As childhood memories can cast the longest shadows, I still prefer it best the old South African way, made with milk and sugar. While I never stumbled across a definitive explanation of the rooibos grading system (something, in part, about leaf to stem ratio) it does exist, and the higher grade teas taste indeed more refined. If you were here, I wouldn't hesitate to offer you a cup of the Khoisan organic brand I brought back with me, with a dollop of condensed milk (yes, really!) as I do for children and others in need of comforting.

Another drink I like trying as I go different places, especially places that have had contact in one way or another with England, is ginger beer. This is quite easy to find in South Africa, which is unsurprising, but the range of ginger beer available is interesting. They run the gamut from an industrial kicky ginger ale, to fermented versions, which use simple live cultures, like baker's yeast, kefir or lactic acid bacteria. My at-home version just involves water, fresh lemon or lime juice, lots of ginger and lots of sugar--so lots of peppery kick but no fermenting involved. Great on a hot day. Homemade versions are often more particular in taste in effect. Since most (though not all) ginger beers are non-alcoholic, the one I had on the road in the Western Cape was also presumably alcohol-free. But something made me flush-faced and verbose, and it certainly tasted a tad different. Apparently I was too flushed to remember to ask. But this was their rest-room sign, which seemed absurdly funny at the time.
Another funny pair of signs were the giant highway ones bordering a farm that declared in bold-face "Ostriches Getting Laid" and "No Hooting Please". Maybe you had to be there.

Far, far from the dry, open highway and its attendant little follies, and a universe from up-to-the-minute Capetown and the rough reality of its satellite townships and "informal settlements" (a.k.a. "shacklands"), is La Petite Ferme.

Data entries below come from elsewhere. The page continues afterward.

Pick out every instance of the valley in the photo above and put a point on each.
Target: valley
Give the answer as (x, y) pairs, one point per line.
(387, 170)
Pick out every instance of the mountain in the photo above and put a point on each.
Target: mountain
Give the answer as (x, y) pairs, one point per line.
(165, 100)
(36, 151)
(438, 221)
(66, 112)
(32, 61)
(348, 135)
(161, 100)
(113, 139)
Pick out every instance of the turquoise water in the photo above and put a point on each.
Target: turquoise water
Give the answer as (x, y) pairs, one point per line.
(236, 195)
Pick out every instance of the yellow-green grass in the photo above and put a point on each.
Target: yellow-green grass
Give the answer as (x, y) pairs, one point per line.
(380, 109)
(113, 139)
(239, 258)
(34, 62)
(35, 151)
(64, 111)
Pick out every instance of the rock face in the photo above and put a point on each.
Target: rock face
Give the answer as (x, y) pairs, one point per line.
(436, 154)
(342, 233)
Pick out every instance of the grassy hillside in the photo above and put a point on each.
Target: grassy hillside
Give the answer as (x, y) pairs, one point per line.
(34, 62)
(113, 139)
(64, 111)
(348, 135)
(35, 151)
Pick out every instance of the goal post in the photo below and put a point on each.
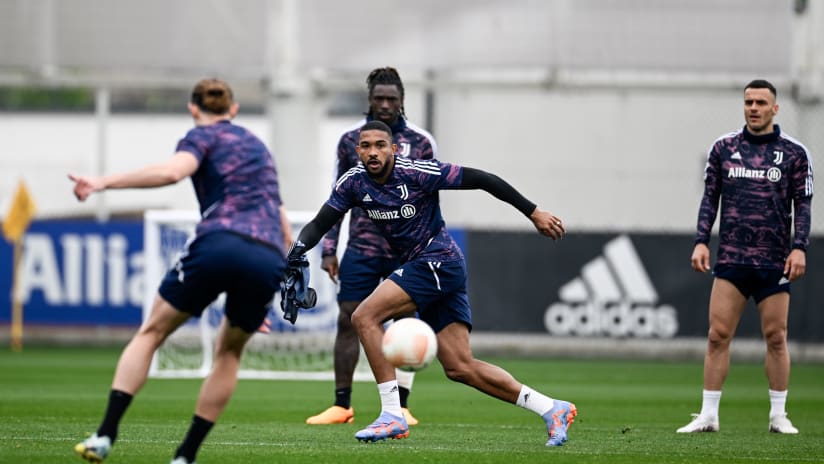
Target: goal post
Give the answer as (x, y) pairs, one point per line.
(300, 351)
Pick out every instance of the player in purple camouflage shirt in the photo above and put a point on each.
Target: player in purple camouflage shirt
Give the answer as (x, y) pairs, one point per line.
(239, 248)
(368, 258)
(401, 197)
(763, 180)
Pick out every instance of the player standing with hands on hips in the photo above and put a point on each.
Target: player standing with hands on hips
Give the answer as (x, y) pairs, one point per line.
(368, 259)
(764, 181)
(239, 248)
(401, 197)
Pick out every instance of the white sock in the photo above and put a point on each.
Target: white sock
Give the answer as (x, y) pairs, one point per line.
(534, 401)
(778, 403)
(390, 400)
(709, 406)
(405, 378)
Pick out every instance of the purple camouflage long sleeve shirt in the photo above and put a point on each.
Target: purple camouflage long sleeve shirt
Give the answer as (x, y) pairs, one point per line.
(364, 237)
(406, 209)
(236, 182)
(759, 180)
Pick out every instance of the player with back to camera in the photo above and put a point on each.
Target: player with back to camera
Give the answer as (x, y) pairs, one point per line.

I had the good fortune to lunch at the serene restaurant and winery, tucked in a pristine white building just outside of the French Huguenot-influenced village of Franschhoek. Above all, the valley view predominates. Until the food arrives. My starter was a bobotie made of springbok. Granted, this was an exalted version of bobotie, accompanied by gorgeous fruit chutneys and sambals (and some pappadums to mix it up a bit). Tucked under that omelet top layer in the largest bowl is divinely spiced minced (farmed) springbok antelope. Eating this Cape Malay classic a bit more downmarket would involve egg custard and minced beef over rice, and be more deeply redolent of the Spice Islands, as the Malay influence stems from slaves and prisoners who were brought over in the late 1600s.

The bobotie was followed by a true conversation-stopper. Which is saying something, with me. I had an extraordinary seared Kudu venison, thinly sliced over a bed of vegetable crumble, with a deeply spiced, distinctly sweet sauce. The meat melted away in my mouth, reminding me of the texture of the finest toro tuna, from back when I still ate sushi (before my daughter heightened my awareness and attendant feelings of guilt).And yes, the washroom was a touch more elegant than at the rest stop.